Introduction
Routers connect different IP networks and decide where packets should go next. Routing concepts explain how routers choose paths, build routing tables, and forward packets toward their destinations.
Learning Goals
By the end of this module, you should be able to:
- Explain the two main functions of a router.
- Describe path determination and packet forwarding.
- Apply the longest prefix match rule.
- Identify route sources in a routing table.
- Explain directly connected, static, dynamic, and default routes.
- Describe administrative distance and load balancing.
Two Main Router Functions
A router performs two major tasks:
- Path determination: Choose the best route to a destination network.

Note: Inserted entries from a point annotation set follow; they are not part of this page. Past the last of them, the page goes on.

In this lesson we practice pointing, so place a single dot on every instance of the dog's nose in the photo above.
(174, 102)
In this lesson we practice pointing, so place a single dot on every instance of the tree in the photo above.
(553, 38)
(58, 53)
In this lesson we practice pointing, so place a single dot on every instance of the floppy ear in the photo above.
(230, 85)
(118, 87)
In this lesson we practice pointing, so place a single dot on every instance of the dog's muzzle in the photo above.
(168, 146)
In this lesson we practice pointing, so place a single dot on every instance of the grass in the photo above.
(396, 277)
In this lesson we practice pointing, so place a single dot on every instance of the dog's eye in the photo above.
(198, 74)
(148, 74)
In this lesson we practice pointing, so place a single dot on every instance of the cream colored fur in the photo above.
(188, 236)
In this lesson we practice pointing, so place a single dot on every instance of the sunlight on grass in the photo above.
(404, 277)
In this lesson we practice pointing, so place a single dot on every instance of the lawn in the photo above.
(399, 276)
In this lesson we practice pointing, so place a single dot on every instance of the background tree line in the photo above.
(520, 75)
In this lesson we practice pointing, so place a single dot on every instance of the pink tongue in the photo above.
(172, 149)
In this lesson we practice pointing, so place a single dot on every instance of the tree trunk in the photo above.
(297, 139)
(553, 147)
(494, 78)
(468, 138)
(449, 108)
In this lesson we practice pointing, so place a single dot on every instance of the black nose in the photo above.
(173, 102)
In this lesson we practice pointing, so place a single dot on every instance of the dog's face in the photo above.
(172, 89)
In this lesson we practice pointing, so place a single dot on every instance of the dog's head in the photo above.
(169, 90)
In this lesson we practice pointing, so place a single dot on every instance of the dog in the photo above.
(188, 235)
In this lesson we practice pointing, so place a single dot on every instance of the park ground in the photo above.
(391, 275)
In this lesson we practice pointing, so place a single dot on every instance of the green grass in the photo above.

- Packet forwarding: Move packets from the incoming interface to the correct outgoing interface or next hop.
Routers use routing tables to make these decisions.
Path Determination
When a packet arrives, the router checks the destination IP address and searches the routing table for the best matching route. A route may point to an exit interface, a next-hop IP address, or both.
The best match is not always the route with the smallest network. It is the route with the longest matching prefix.
Longest Prefix Match
If multiple routes match a destination, the router chooses the most specific match. A longer prefix length means more network bits match.
Example IPv4 routing entries:
| Route | Prefix Length |
|---|---|
0.0.0.0/0 | least specific default route |
192.168.0.0/16 | broad private network route |
192.168.10.0/24 | more specific LAN route |
192.168.10.50/32 | host route |
For destination 192.168.10.50, the /32 route wins if present. If not, /24 beats /16, and /16 beats /0.
Activity: Longest Match Practice
IPv6 Longest Match
IPv6 uses the same longest-prefix principle. A route such as 2001:db8:acad:10::/64 is more specific than 2001:db8:acad::/48, and both are more specific than the default route ::/0.
Building the Routing Table
Routes can enter the routing table through several sources:
- directly connected interfaces,
- static route configuration,
- dynamic routing protocols,
- default route configuration,
- local host routes for interface addresses.
A route is usable only if its associated interface or next hop is reachable.
Packet Forwarding Decision Process
A simplified forwarding process is:
- Receive a frame on an interface.
- Remove the Layer 2 header.
- Inspect the destination IP address.
- Find the best matching route.
- Decrement TTL for IPv4 or Hop Limit for IPv6.
- Re-encapsulate the packet in a new Layer 2 frame for the outgoing link.
- Forward the frame out the selected interface.
Packet Forwarding Mechanisms
Cisco routers have used different forwarding methods over time:
- Process switching: CPU handles packet decisions individually.
- Fast switching: A route cache speeds up repeated flows.
- Cisco Express Forwarding (CEF): Uses optimized forwarding information structures for efficient forwarding.
Modern Cisco devices commonly use CEF.
Activity: Basic Router Verification
Route Sources
Routing tables identify how a route was learned. Common codes include:
- C: directly connected network,
- L: local interface address,
- S: static route,
- O: OSPF route,
- D: EIGRP route,
- R: RIP route,
- B: BGP route.
Exact codes depend on platform and enabled protocols.
Directly Connected Networks
When a router interface is configured with an IP address and is up/up, the connected network is installed in the routing table. A local host route for the interface address is often installed as well.
Static Routes
A static route is manually configured by an administrator. Static routes are predictable and efficient, but they do not automatically adapt to topology changes unless additional tracking or floating static routes are used.
Dynamic Routing Protocols
Dynamic routing protocols allow routers to exchange route information and adapt to changes. Examples include OSPF, EIGRP, RIP, IS-IS, and BGP. Dynamic routing is useful when networks are larger or change frequently.
Default Route
A default route is used when no more specific route matches the destination. It is commonly used to send unknown traffic toward an upstream router or internet edge.
IPv4 default route: 0.0.0.0/0
IPv6 default route: ::/0
Administrative Distance
Administrative distance measures the trustworthiness of a route source. When two routes to the same destination have the same prefix length but different sources, the route with the lower administrative distance is preferred.
For example, a directly connected route is usually preferred over a static route, and a static route is usually preferred over many dynamic routes.
Static or Dynamic Routing?
Static routing is useful for:
- small networks,
- stub networks,
- default routes,
- backup routes,
- predictable paths.
Dynamic routing is useful for:
- larger networks,
- redundant topologies,
- frequent changes,
- automatic convergence.
Many real networks use both.
Best Path and Load Balancing
Routers choose the best path using routing information such as prefix length, administrative distance, and routing protocol metric. If multiple equal-cost routes exist, the router may load balance traffic across them.
Activity: Route Source Identification
Summary
Routing is the process of choosing paths and forwarding packets between networks. Routers use longest prefix match, route sources, metrics, and administrative distance to decide where traffic should go.